Mit dem höfischen Interieur war Nachtmann also bestens vertraut und konnte die Fantasie für sein Bild entsprechend walten lassen. Natürlich durften zarte Blüten nicht fehlen; die religiöse Symbolik kannte er ebenfalls. So integrierte er die Jachin-Säule aus dem 1. Buch der Könige im Alten Testament in das Geschehen. Sie steht für die Worte „Er wird festigen“, womit die Sicherung der Dynastie durch den Thronfolger verdeutlicht wird.

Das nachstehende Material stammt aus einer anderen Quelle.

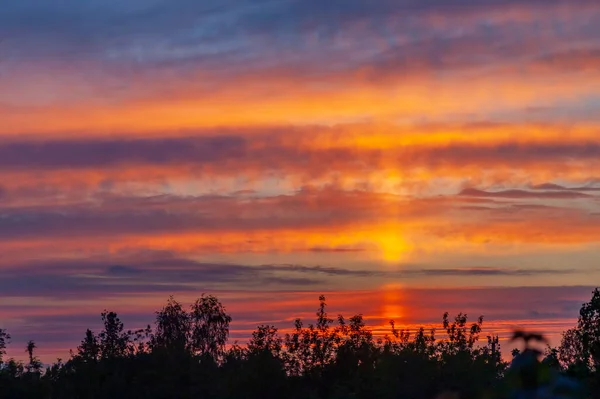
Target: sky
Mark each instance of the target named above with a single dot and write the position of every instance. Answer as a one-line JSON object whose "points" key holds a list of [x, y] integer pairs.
{"points": [[402, 157]]}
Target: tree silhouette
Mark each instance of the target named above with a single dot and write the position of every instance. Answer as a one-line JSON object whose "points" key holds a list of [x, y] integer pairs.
{"points": [[186, 356], [4, 340], [209, 326]]}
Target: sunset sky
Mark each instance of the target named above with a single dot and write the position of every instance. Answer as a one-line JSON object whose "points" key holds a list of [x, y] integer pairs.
{"points": [[403, 157]]}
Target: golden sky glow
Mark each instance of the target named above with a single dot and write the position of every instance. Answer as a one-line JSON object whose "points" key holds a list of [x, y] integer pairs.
{"points": [[405, 159]]}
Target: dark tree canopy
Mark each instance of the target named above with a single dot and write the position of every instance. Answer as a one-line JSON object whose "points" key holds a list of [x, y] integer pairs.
{"points": [[186, 355]]}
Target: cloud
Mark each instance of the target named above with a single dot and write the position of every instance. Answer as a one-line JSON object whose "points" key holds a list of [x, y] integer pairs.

Sehr fromm mag das erscheinen, Ludwig II. erfüllte diese Frömmigkeit nur in Maßen. Phasenweise kam bei ihm religiöse Skepsis durch, dann wieder verklärter Glaube, wie er in Richard Wagners „Lohengrin“ oder „Parsifal“ zu finden ist.
Der kleine Ludwig wünschte sich übrigens zu Weihnachten einmal neben einer Lokomotive mit Dampfbetrieb und einem Linienschiff „Bilder aus der Allerheiligenkirche“ sowie ein Gebetbuch mit einem Kreuz aus Lapislazuli darauf. Dass er sich bisweilen als Klosterfrau kostümierte, scheine weder eine frühe „Geschlechtsverirrung“ noch auf seinen Berufswunsch hinzudeuten. Denn der war nämlich „Schiffskapitän“, wie zu lesen ist.